SHARED BY KATHLEEN CROW
I once knew a man who had a true passion for helping people. He gave a job to anyone who wanted to work at his construction business. While he was demanding as a boss and very strict as a father, he did have a fun side to him. His house in the summertime was a blast—it’s where all the kids in the neighborhood gathered to sit and relax on his front porch, eat free snacks, enjoy fresh watermelon, and listen to good music.
Early one morning, I was sitting at this man’s kitchen table, and his wife was cooking breakfast. It smelled so good! I was hungry and couldn’t wait to eat. I remember this well because it was very cold outside and snowing hard. I was glad to be in a warm place.
All of a sudden, the front door of the house opened, and I could see this man coming through the door covered in snow, and there was a little girl almost my age with him. I had never seen this girl before. She was shivering from the cold—and probably from fear too. Her coat was very short with no buttons, and she did not have a hat or gloves. I looked at her feet and saw she was only wearing regular shoes and socks, no boots.
The man said something to his wife about buttons, socks, boots, gloves, a hat, and food. I was mesmerized by this little shivering girl. I bet she's hungry like me, I thought. But I was also trying to figure out where she came from, where she was going, and why the man would bring her in his house.
A New Smile
Before long, the little girl was slowly taking off her wet shoes, socks and coat. She didn't say a word. She was instructed to place her socks and shoes over the warm heat coming from the floor vent and was handed a clean pair of socks. The man's wife told the little girl to come to the table and have something warm to eat. I was served too: pancakes, sausage, grits, syrup, and orange juice. It was so good.
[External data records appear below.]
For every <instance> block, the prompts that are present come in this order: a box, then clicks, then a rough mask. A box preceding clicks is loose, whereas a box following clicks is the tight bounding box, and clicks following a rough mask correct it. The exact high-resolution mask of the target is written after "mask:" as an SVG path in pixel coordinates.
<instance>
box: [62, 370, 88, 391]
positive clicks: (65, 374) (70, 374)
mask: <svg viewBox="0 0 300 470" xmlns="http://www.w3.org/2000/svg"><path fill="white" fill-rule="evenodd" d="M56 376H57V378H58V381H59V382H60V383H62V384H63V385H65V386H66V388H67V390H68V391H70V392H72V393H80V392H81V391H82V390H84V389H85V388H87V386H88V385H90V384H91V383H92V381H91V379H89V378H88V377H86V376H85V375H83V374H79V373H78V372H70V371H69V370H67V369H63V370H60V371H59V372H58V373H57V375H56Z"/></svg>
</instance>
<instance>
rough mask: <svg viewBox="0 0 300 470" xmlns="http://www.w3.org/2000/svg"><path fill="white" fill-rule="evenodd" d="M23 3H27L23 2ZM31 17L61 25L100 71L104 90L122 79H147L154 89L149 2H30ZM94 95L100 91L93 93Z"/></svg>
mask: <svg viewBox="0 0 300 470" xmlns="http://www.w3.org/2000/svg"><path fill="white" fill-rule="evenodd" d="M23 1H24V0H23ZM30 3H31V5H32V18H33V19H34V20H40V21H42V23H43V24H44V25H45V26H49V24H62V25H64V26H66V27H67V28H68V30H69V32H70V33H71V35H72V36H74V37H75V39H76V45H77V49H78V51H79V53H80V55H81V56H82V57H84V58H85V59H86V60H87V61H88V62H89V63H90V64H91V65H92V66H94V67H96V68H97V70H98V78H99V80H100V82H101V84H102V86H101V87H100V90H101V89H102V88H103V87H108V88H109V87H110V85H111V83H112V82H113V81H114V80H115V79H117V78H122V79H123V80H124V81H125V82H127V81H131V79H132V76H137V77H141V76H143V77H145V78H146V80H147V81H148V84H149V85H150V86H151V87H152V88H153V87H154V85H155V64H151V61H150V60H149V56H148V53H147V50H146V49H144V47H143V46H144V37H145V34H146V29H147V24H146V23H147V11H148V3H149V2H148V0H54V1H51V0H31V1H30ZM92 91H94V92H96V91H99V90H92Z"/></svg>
When we were finished with our breakfast, I turned to see this man’s wife sewing buttons on the little girl’s coat. The buttons were not all the same, but they looked pretty on her coat. I don't know how much time had passed from the time she arrived—perhaps an hour or two.
Soon, the little girl was given back her coat. She smiled. She had a new pair of socks that came up to her knees, a pair of boots that looked something like a pair I once had, a pair of gloves, a hat and a scarf. This was a new kid. She seemed happy. She wasn't cold or frightened anymore.
That man asked the little girl something I couldn't hear. They went to the door and left. I pressed my nose against the glass of the window—it was very cold, but I didn't care. I wanted to know where they were going. I could see them walking hand in hand through the snow across the street to the local school. I never knew her name. Not sure if he did either.
This was not a dream, not a fairytale; this was my dad. Even in his imperfections, he was a doer, a giver. He has passed on this legacy to me and my ten siblings. He was always helping somebody. I wish he could still be here to help me navigate this lovely yet awful world right now.
Just as his acts of kindness were random at times, so are my emotions when I think about him. Missing him more and more each day.